La Dolce Vita is a very interesting movie directed by Fellini which portrays issues as they are in the real world. The director (Fellini) captures certain characters in the movie to communicate occurrences in real life situations. It is interesting to watch how the director portrays the tabloid media and the journalists who engage in creating hysteria and sensation in issues which occur in the movie.
The director portrays the media as dishonest, opportunistic and intrusive which very similar to the media in current times. The way the director portrays the media is thought to provoke as I cannot resist comparing this with the way the media has revealed scandals in the recent past amidst accusations of blackmail, betrayal, and bribery from the political class and entrepreneurs.
Furthermore the media today is more celebrity-oriented than ever before, as they sometimes only capture the key figures in life and their employees themselves are celebrities. This is exactly what the director is trying to capture in this movie shot in the 1960s.
Though some people may not like the movie because of morality and religious reasons, it is important for a person to understand what the director (Fellini) wanted to communicate before criticizing the movie. The lifestyles, especially by some of the characters Fellini uses ( for example Marcello), is lavish, opportunistic and immoral and the way the movie starts with a statue of Jesus below the first plane flying over Rome makes a person of a staunch moral character built on religious values to burst with criticism and complain.
This is further worsened by the cheering half naked (bikini dressed) women seen on rooftops. This was tantamount to the ridicule of the second coming of Jesus Christ! No wonder the Roman Catholic Church highly criticized the movie and Fellini banned from traveling to Spain!
Could Fellini have known that what he was portraying while shooting the movie would reflect the society almost fifty years later? This is a critical question which comes to my mind when I watch the way Fellini displays relationships in the movie. The kinds of relationships which are portrayed in La Dolce Vita are those laden with alcohol, drugs, infidelity, partying, betrayal, sex and escape from reality.

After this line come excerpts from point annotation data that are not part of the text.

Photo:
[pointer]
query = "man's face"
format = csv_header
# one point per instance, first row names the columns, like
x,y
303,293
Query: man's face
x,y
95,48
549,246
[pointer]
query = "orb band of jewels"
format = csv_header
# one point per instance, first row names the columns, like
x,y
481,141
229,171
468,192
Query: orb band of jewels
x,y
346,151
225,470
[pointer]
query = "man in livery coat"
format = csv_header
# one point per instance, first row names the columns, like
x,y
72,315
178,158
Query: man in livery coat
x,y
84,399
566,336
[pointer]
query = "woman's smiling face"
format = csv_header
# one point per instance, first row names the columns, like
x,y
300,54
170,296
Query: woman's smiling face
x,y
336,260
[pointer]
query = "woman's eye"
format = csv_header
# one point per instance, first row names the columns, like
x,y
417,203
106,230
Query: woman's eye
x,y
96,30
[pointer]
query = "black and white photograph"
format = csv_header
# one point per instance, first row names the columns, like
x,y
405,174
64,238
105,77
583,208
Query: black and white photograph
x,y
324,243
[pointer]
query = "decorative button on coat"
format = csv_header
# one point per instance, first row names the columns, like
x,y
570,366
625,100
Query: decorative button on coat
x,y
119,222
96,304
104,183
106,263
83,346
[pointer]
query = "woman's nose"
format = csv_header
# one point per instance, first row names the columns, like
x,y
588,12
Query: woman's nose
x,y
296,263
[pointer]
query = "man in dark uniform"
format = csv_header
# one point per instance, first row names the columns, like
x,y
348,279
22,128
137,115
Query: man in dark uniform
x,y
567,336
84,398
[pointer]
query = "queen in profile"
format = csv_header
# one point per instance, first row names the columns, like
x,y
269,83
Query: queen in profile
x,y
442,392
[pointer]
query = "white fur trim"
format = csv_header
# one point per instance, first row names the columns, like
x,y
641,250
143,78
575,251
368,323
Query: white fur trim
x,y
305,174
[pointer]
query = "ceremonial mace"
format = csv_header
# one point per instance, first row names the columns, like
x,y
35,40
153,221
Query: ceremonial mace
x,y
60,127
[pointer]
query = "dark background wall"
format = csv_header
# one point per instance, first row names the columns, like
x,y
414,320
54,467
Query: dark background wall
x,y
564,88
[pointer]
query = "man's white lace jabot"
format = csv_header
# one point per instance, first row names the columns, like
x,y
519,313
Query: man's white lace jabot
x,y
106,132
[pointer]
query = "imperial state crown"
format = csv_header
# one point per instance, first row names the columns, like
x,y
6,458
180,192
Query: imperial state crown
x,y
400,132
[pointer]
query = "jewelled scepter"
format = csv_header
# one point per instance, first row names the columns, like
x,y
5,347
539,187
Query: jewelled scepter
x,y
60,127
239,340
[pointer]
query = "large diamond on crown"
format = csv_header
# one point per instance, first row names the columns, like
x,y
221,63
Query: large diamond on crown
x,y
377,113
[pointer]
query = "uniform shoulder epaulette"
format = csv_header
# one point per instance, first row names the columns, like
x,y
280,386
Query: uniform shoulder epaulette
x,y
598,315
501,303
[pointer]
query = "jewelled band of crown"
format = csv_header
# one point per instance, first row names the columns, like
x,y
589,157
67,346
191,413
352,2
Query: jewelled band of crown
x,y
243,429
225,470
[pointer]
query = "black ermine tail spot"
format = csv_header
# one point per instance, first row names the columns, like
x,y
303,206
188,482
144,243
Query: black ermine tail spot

This is portrayed by the way Marcello goes around sleeping with women including journalists and being unfaithful to some of them who had built trust in him. This is no doubt related to issues which occur today with revelations (from the media) of the political class and celebrities betraying their families by being unfaithful for example having maidens in secret and away from their families.
Fellini portrays a generation which exhibits a lack of the need of God, loose moral values and courting Satan by lack of morality (for example Dante). Therefore criticism of the director (Fellini) for shooting such a movie is welcomed. The way Fellini portrays chorus girls dressed like cats and the unrecognizable creature is a circus phenomenon which is scaring and almost irritating.
Critically analyzing the circus phenomenon which portrays girls dressed like cats and other circus phenomena in the movie, the director portrays the paradoxes and contradictions of the real world and he does this best by exaggeration. Fellini further uses Marcello as a central character to portray this phenomenon.
The scandals surrounding the movie at the time of production further give a true depiction of modern society. The movie was shot during Wilma Montesi’s death where suspicion of conspiracy and murder arose, causing politicians, journalists, and film stars to brush shoulders.
This aspect by Fellini reflects l the deviations from societal morals which occur in our lives in current times. It is therefore inevitable to infer that Fellini’s movie revolved around what was happening in Rome (as elaborated above) as this is almost a mirror of the current society.
(La Dolce Vita. Dir. Federico Fellini. 1965. Film).